Pride and Prejudice (Oxford World's Classics) by Jane Austen
page 171, page 258, page 304, and page 305
Daisy Miller And Washington Square (B&N Classics Trade Paper) by Henry James
page 194
Dean's December, The (Penguin Twentieth-Century Classics) by Saul Bellow
page 283
The Rise of the Novel: Studies in Defoe, Richardson and Fielding by Ian Watt
page 236
Lectures on Russian Literature by Vladimir Nabokov
page 289
The Prime of Miss Jean Brodie by Muriel Spark
page 3
Culture and Imperialism by EDWARD W. SAID
page 290
Modern Psychological Novel by Leon Edel
page 236
Loitering with Intent by Muriel Spark
page 339
More Die of Heartbreak by Saul Bellow
page 312
My Uncle Napoleon by Iraj Pezeshkzad
Back Matter

and now I want to read all of those books as well. Amazon's strategy is right on target. It's got me thinking about why we read what we read and how time and circumstances change our perceptions. Lo-li-ta. Now that I have a fourteen year old daughter, I find the book more disturbing than ever. This leads me to ponder censorship, something I generally abhor. Then again, I once threw a book of Anais Nin's in the trash because I was appalled at the parent/child/incest/rape erotica it contained. I censored it from my own brain --- and I'd have plenty to say to anyone who recommended it to me, but I guess I wouldn't want it publicly censored. The freedom to write without restraint is too important. The right to read what has been written is too important, as the women of Tehran have proven.
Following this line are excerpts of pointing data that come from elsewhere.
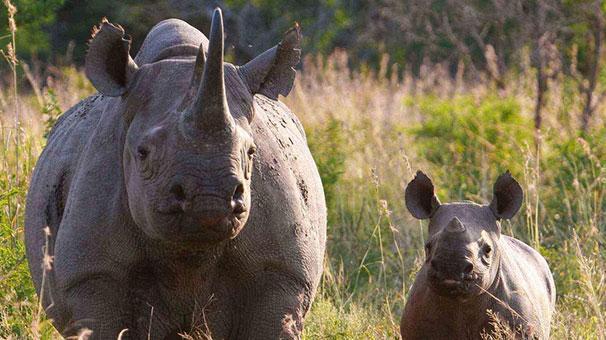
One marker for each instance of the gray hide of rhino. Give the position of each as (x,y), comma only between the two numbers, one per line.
(180,199)
(471,268)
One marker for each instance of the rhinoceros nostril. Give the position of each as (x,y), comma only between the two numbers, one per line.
(178,192)
(468,268)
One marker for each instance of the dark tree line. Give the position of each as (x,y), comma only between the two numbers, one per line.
(487,37)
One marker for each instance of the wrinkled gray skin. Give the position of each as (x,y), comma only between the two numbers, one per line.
(182,198)
(471,268)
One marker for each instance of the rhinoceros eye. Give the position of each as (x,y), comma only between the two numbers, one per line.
(142,152)
(487,249)
(251,151)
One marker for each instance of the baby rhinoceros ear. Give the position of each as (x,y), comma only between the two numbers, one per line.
(108,63)
(507,197)
(273,72)
(420,198)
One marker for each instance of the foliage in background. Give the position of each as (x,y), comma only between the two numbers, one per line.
(34,18)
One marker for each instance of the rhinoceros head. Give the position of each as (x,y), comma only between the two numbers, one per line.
(189,146)
(462,253)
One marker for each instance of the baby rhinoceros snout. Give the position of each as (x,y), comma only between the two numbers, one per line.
(452,269)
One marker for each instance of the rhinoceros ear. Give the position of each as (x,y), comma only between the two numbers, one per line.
(108,63)
(507,197)
(273,72)
(420,198)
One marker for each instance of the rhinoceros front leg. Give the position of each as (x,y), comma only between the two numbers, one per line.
(274,306)
(99,306)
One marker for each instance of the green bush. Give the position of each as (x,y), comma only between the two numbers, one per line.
(470,141)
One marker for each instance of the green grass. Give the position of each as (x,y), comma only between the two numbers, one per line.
(368,135)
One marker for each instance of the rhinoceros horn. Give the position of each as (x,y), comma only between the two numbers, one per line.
(209,112)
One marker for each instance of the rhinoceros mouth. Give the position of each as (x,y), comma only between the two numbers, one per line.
(452,287)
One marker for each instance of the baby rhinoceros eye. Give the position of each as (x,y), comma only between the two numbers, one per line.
(487,249)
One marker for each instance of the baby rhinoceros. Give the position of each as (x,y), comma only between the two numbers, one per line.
(474,276)
(180,199)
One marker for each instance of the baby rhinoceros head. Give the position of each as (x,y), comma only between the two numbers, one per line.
(462,252)
(188,153)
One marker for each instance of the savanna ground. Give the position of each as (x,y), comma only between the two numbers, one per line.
(369,132)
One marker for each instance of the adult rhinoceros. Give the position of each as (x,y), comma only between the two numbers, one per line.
(182,198)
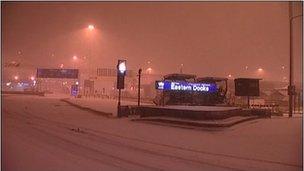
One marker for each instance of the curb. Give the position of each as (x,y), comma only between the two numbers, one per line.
(108,115)
(179,123)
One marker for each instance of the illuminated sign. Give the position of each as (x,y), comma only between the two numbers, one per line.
(74,90)
(57,73)
(185,86)
(122,66)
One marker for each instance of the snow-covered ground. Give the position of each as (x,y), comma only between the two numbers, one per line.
(102,105)
(43,133)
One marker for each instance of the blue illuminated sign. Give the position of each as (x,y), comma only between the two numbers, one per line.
(74,90)
(185,86)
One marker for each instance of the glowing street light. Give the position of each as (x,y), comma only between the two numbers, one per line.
(149,70)
(75,57)
(91,27)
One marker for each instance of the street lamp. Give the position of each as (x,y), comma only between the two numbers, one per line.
(75,58)
(91,27)
(291,87)
(149,70)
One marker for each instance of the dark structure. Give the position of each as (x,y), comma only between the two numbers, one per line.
(247,87)
(212,98)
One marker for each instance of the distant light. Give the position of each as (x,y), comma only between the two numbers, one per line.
(122,67)
(91,27)
(149,70)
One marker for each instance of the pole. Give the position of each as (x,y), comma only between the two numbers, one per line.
(290,61)
(118,105)
(138,98)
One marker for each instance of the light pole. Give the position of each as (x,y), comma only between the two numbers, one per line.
(291,87)
(91,28)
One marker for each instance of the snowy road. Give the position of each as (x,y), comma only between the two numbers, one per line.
(41,133)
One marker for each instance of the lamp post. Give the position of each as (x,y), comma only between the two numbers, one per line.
(291,87)
(139,75)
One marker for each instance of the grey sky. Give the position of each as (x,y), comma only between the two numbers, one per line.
(210,39)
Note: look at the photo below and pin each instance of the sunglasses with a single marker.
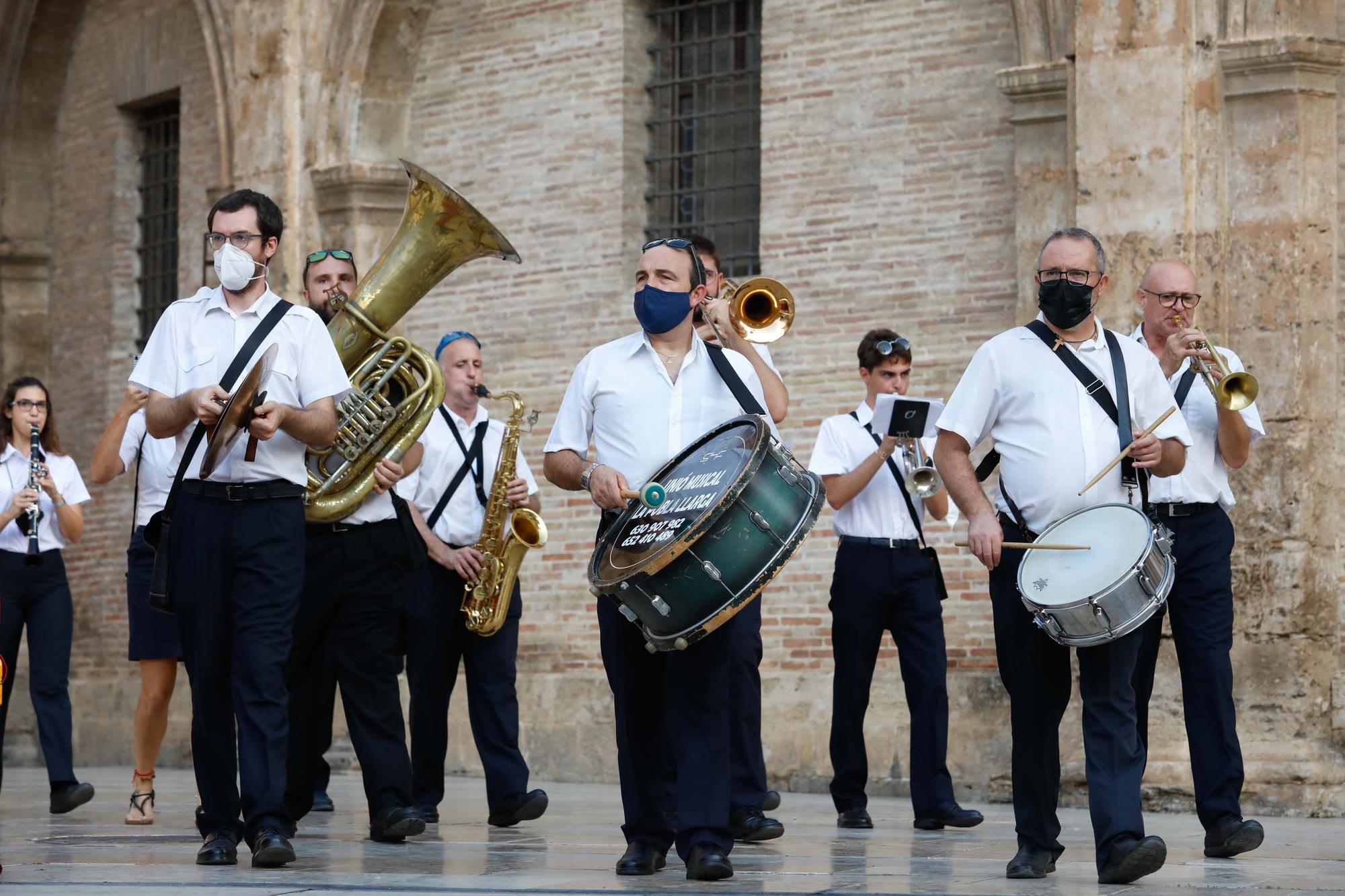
(454, 337)
(679, 243)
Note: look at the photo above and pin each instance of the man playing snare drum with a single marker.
(1052, 434)
(641, 400)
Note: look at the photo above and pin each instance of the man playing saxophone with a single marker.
(453, 491)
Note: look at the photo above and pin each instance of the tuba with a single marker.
(486, 602)
(396, 385)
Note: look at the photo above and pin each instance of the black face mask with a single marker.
(1066, 304)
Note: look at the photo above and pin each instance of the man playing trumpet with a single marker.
(1194, 505)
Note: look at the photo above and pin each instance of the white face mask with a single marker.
(236, 267)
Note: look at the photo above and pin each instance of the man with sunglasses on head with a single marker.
(236, 557)
(349, 619)
(1195, 506)
(884, 581)
(1052, 432)
(462, 455)
(641, 400)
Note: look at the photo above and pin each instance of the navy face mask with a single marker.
(660, 311)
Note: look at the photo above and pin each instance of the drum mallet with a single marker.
(1126, 451)
(652, 494)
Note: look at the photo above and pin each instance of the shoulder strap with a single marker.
(734, 381)
(902, 483)
(227, 382)
(469, 456)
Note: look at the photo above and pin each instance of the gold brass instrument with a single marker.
(486, 602)
(397, 385)
(925, 479)
(1233, 391)
(762, 310)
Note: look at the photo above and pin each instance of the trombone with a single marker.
(1233, 391)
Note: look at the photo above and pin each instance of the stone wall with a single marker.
(914, 155)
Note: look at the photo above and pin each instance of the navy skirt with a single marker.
(154, 634)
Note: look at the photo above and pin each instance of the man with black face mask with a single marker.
(641, 400)
(1052, 435)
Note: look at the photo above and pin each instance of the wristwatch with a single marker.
(588, 474)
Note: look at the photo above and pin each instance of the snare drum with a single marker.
(738, 507)
(1085, 598)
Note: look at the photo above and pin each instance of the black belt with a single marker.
(243, 490)
(1183, 509)
(895, 544)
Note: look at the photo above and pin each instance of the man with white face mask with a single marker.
(236, 559)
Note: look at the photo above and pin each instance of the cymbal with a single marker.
(239, 412)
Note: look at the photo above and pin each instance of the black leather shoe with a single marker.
(708, 862)
(1031, 861)
(950, 817)
(1133, 858)
(855, 818)
(750, 825)
(397, 823)
(219, 849)
(271, 849)
(72, 797)
(517, 807)
(641, 858)
(1234, 836)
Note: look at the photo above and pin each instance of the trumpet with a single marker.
(1233, 391)
(925, 479)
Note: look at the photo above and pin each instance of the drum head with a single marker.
(1118, 534)
(700, 482)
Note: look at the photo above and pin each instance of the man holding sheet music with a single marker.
(884, 581)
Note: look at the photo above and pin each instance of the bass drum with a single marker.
(738, 507)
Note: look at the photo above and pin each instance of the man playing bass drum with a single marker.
(1052, 434)
(642, 399)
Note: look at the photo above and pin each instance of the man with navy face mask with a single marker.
(641, 400)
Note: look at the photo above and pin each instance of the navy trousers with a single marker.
(1202, 611)
(436, 641)
(876, 591)
(350, 615)
(236, 572)
(40, 598)
(1036, 673)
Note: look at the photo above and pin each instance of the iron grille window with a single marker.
(158, 249)
(705, 127)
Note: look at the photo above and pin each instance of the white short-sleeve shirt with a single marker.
(463, 517)
(1051, 435)
(65, 474)
(879, 510)
(193, 345)
(623, 400)
(1204, 479)
(155, 474)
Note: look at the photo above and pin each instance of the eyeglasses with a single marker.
(454, 337)
(689, 248)
(1169, 299)
(1078, 278)
(341, 255)
(239, 240)
(887, 346)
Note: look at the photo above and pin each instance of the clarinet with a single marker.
(34, 513)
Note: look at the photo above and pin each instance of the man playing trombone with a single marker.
(883, 581)
(1194, 505)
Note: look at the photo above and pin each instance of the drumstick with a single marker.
(1126, 452)
(1030, 545)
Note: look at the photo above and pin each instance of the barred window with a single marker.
(705, 127)
(158, 249)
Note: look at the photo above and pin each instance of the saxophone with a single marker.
(486, 603)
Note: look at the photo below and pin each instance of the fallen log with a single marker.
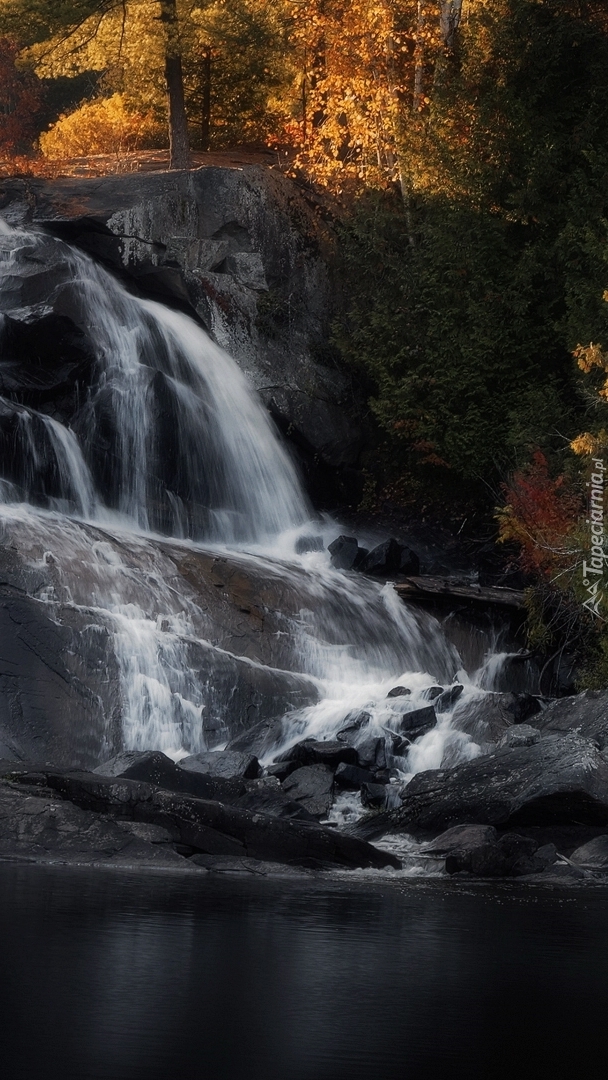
(428, 588)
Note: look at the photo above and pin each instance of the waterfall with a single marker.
(167, 439)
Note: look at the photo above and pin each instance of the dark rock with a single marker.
(383, 559)
(448, 698)
(312, 786)
(419, 720)
(152, 767)
(461, 837)
(409, 562)
(559, 780)
(343, 552)
(521, 734)
(432, 691)
(316, 752)
(228, 764)
(304, 544)
(208, 826)
(512, 855)
(351, 777)
(592, 854)
(282, 769)
(374, 796)
(373, 754)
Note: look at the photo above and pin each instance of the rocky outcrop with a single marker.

I think of Amanda (Glass Menagerie) saying to Tom, "I won't have that trash in my house," (referring to "that insane Mr. Lawrence," and his "diseased mind," and I remember laughing at her. Is there anything we would censor? Is there anything we should?

Last semester I had a student who wrote an extremely disturbing/threatening essay about the local police. "They should all die," he wrote, referring to them as "f-ing pigs" and claiming he would kill the one who "f-ing lied" to him, if he had the chance. I mentioned the contents to a few colleagues and the chair of my department, but ultimately we (I) did nothing except to address the matter in academic terms. I felt ridiculous writing something like, "This tone is inappropriate for an academic essay, and the subject is off-target" -- but that's what I wrote. I failed the paper. What would you have done?